All it took was a breach of an e-mail server last year for Panama-based offshore law firm Mossack Fonseca to lose 2.6 terabytes of highly classified information that has since landed national figures like Russian president Vladimir Putin and British Prime Minister David Cameron in the hot seat.

(Related: David Cameron talks anti-corruption during his visit to Singapore last year.)

According to Bloomberg, Ramon Fonseca, co-founder of the world’s fourth largest offshore law firm, revealed to Panama’s Channel 2 that documents under investigation had been obtained illegally by hackers. Mossack Fonseca is now investigating how the breach happened and stepping up security measures – something they probably should have paid extra attention to before this fiasco.

“It’s not just about installing firewalls that protect against external threats in general. Anti-virus alone can’t defend against an advanced persistent threat,” says Vincent Steckler, chief executive of leading computer and mobile security firm Avast Software. While no company can be completely immune to cyber attacks, being hyper vigilant helps safeguard vulnerabilities. To safeguard trade secrets, identify the most important information and reinforce security to protect it.  For instance, Steckler recommends setting up firewalls to guard against privacy loss, identity theft and viruses, and adding on other solutions such as intrusion detection software and log analytics to track suspicious activity for extra protection.

Educating employees is also key to protecting against cyber crimes.

(Related: Employees are the biggest threat to companies’ security.)

“It comes down to just one oversight, for an outsider to hack into a corporate network easily,” says Steckler.

Here, The Peak revisits 4 common cyber risks to keep your personal (and thus, company) data safe.

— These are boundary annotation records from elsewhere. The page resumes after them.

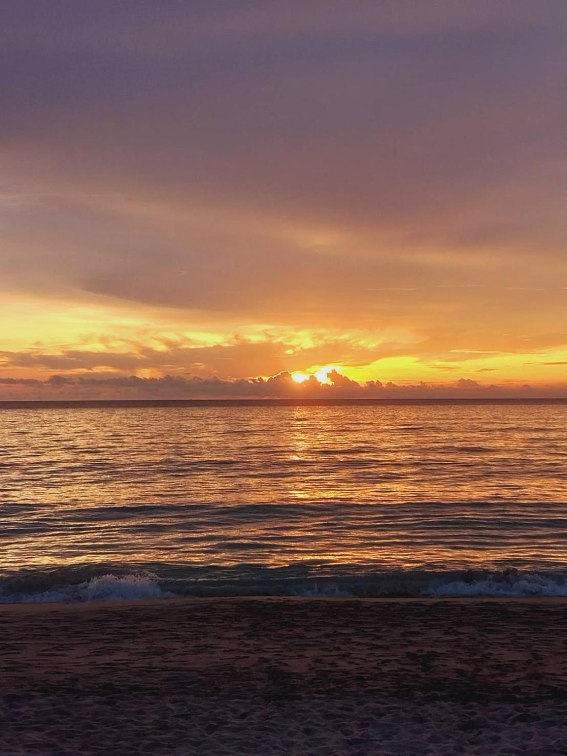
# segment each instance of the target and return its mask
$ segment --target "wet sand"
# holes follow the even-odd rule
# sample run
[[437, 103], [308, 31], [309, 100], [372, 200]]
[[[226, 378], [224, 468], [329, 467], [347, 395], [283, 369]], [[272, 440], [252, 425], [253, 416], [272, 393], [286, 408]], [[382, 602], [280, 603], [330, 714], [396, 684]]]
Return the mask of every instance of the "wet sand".
[[0, 754], [567, 754], [567, 601], [0, 606]]

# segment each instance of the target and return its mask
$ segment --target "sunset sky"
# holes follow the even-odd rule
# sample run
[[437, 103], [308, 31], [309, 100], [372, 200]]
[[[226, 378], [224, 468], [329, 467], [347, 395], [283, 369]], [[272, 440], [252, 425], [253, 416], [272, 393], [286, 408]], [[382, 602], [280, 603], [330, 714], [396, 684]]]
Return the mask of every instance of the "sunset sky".
[[0, 19], [0, 398], [567, 396], [565, 0]]

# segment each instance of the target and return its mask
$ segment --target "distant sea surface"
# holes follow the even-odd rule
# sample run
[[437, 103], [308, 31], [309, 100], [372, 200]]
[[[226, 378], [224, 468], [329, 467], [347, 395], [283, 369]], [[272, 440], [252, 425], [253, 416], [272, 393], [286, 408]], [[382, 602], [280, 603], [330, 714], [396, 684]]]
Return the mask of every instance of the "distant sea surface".
[[567, 403], [0, 404], [0, 600], [567, 595]]

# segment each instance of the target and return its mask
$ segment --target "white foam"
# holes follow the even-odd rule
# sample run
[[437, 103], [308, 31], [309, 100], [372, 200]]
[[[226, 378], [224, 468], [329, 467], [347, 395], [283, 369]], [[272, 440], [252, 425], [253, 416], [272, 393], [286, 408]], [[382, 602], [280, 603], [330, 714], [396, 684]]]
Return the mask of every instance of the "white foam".
[[348, 599], [354, 596], [354, 593], [346, 588], [340, 588], [338, 585], [319, 586], [315, 583], [309, 587], [299, 588], [294, 591], [295, 596], [303, 596], [306, 598], [341, 598]]
[[103, 575], [84, 583], [63, 585], [39, 593], [15, 593], [3, 596], [3, 603], [69, 601], [133, 601], [175, 598], [163, 590], [157, 578], [149, 574]]
[[507, 580], [478, 580], [472, 582], [454, 581], [444, 583], [424, 591], [428, 596], [565, 596], [567, 582], [554, 580], [548, 575], [530, 572]]

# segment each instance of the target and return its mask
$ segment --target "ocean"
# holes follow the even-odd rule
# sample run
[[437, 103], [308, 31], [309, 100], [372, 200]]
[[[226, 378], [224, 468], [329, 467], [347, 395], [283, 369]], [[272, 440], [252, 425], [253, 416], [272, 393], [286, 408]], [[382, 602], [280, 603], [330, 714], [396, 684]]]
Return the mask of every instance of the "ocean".
[[567, 402], [0, 404], [0, 601], [567, 596]]

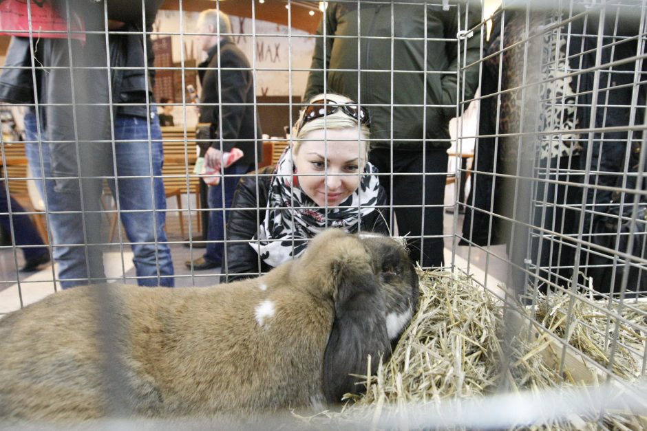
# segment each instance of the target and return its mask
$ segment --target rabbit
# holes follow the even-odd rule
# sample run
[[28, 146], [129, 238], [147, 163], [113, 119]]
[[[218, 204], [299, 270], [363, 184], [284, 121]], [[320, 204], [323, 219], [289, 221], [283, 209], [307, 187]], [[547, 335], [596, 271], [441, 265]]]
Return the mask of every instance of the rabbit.
[[101, 418], [111, 395], [146, 417], [339, 403], [418, 296], [401, 244], [336, 229], [257, 278], [65, 290], [0, 319], [0, 421]]

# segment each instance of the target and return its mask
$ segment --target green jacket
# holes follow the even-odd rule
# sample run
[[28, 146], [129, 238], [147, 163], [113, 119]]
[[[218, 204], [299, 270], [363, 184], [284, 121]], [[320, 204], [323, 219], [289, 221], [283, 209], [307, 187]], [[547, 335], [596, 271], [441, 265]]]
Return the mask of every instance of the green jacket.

01: Working with multiple devices

Mobile smart gadgets are a godsend when it comes to speeding up business communications, but it’s easy to forget that they provide additional entry points to attacks. Be sure to trace logins by giving access to only trusted devices, says Vic Mankotia, cyber security expert at IT solutions company CA Technologies. Digital certificates, which electronically verify user identities, are the gold standard, while a good corporate education programme on best practices also helps.

02: Using the cloud for storage needs

The cloud has made it more convenient to share and access data. However, that has also made confidential information more susceptible to being leaked – especially with the prevalence of using multiple devices and integrated platforms. Always limit and verify access rights to cloud service accounts. A reputable cloud storage provider should have privacy policies to protect users and data.

03: Using the same password for multiple accounts

As obvious as it seems, many continue to do so. Over three million passwords last year were made up of personal information like birthdays and lazy codes like “123456”, reported US password management-applications maker Splashdata early this year. Change passwords every three months. They should be complex and unique, with a combination of upper- and lower-case letters, numbers and symbols. A free password manager like Norton Identity Safe stores and syncs passwords across multiple devices, so there’s no need to remember multiple complex passwords.

04: Using public Wi-Fi networks in airport lounges and hotels

Being password-protected doesn’t make them more secure; such Wi-Fi hotspots actually make it easy for cyber criminals to track online activities and steal personal information. When on such networks, hold off visiting websites that require a login. Tan suggests using a virtual private network (VPN), which is a network-within-a-network solution that renders one invisible. Install a free VPN service like Cyberghost, or pay for something like Air VPN for tighter security. This way, communications will be encrypted and kept away from prying eyes.